As of March 2013 Apple reported having a total of $145 billion cash on hand,
but $102 billion was stashed in offshore funds. On April 24, CEO Tim Cook announced that Apple
would return $100 billion to shareholders by the end of 2015. To finance the
expanded capital return, Apple will raise its dividend 15 percent and increase
its share buyback program six-fold to $60 billion. In other words, Apple is
going to go into debt, for the first time in more than a decade, in order to
keep investors happy.
Why go into debt? Why not just use some of those offshore billions they’ve
got lying around gathering dust? Because, to bring that money into the U.S.,
Apple would have to pay a 35 percent corporate tax. Why pay an outrageous tax
bill when a company with a AA-rating like Apple’s can borrow money at a 1.9%
interest rate?
Under current tax laws, money in offshore accounts can not be spent or
invested in the United States. It can’t even be given to the shareholders who
rightfully own the money, until someone antes up 35% to cover the taxes.
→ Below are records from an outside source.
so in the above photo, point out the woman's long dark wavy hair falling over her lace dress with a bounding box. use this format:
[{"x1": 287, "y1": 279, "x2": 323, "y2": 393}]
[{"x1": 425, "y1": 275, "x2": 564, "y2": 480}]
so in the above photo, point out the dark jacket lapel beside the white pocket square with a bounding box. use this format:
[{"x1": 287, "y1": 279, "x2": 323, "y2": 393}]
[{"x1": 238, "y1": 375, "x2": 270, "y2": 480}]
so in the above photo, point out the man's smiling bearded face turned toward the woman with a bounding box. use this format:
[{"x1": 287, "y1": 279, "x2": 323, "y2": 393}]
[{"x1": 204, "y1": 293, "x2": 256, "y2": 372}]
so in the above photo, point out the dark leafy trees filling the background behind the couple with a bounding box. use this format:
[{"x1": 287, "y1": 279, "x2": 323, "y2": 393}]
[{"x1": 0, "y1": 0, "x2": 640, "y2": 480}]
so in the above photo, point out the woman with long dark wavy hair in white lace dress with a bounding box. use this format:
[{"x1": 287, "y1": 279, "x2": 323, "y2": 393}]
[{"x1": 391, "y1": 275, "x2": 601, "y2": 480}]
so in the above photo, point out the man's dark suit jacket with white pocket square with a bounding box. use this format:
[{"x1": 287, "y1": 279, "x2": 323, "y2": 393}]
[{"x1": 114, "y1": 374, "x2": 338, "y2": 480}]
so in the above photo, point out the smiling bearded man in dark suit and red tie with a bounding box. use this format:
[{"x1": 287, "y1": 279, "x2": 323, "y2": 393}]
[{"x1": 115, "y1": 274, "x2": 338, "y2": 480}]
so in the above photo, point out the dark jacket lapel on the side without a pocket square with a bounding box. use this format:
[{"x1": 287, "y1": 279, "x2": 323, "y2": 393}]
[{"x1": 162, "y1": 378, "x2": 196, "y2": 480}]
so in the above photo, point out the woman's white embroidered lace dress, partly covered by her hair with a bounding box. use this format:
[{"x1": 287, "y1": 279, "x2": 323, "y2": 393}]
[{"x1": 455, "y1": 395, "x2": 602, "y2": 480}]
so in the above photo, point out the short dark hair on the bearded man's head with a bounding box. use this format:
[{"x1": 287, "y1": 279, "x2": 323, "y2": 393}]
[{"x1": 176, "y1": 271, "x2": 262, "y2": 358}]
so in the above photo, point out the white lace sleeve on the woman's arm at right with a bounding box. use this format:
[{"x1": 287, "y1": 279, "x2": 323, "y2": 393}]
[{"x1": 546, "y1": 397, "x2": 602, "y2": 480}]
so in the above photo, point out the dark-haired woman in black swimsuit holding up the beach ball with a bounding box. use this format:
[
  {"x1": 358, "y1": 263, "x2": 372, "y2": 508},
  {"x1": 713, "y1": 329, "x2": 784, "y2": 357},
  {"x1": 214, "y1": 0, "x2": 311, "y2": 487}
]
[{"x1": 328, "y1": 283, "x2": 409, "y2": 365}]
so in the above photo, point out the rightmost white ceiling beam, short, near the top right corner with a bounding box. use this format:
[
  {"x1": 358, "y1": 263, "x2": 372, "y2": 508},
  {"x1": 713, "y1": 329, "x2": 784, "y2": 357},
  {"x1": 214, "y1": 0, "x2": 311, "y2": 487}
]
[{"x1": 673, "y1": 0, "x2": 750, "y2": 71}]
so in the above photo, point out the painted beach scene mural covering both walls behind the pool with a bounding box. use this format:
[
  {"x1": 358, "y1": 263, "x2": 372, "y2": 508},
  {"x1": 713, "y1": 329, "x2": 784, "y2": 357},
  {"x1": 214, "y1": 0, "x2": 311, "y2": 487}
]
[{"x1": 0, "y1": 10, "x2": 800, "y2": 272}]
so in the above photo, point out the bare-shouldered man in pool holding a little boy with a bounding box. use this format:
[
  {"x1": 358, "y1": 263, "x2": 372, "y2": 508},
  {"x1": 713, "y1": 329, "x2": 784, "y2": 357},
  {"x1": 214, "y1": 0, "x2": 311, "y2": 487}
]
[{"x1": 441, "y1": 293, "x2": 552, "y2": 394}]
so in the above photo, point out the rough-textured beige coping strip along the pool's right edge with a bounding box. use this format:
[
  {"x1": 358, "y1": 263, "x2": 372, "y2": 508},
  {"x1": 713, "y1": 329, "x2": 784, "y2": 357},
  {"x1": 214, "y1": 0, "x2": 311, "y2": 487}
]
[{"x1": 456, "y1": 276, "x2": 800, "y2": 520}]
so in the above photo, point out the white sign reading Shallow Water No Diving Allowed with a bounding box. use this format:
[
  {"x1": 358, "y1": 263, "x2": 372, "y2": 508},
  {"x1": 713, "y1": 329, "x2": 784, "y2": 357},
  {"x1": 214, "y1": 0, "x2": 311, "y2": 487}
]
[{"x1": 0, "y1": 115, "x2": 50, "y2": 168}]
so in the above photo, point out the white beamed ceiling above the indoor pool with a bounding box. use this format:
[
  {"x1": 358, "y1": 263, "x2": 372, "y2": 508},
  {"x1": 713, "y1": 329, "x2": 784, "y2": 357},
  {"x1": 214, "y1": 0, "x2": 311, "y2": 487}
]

At that
point, once the taxes are paid, the investors would also be responsible for
paying income taxes on their dividends – a double whammy for investors.
It should be noted that the money in these offshore accounts was earned
outside the U.S. and the appropriate taxes are paid to the countries
involved.
For major corporations like Apple, which has more money than it knows what to
do with, it just makes sense to leave that money in offshore accounts. Analysts
estimate that the amount of corporate money in offshore accounts
could exceed $1 trillion, money which could be boosting the US economy if it
were repatriated.
Apple isn’t the only U.S.-based corporation holding money in offshore
accounts. Last year, a lobbying coalition consisting of Google, Microsoft, Cisco
and Apple sought a tax holiday, similar to one in 2004, for repatriating
offshore funds. In 2004 Congress agreed to let companies repatriate money at a
discounted tax rate of only 5 percent.
The 2012 effort was suspended because Republicans
were focused more on permanent tax policy and Democrats were worried about the
potential loss of tax revenue.
What they failed to understand is that there is no loss of revenue as long as
Apple and other major corporations can use those offshore funds to secure
low-interest loans right here on American soil. It only makes sense: Why pay a
35% tax when you can get the same results with a 1.9% loan?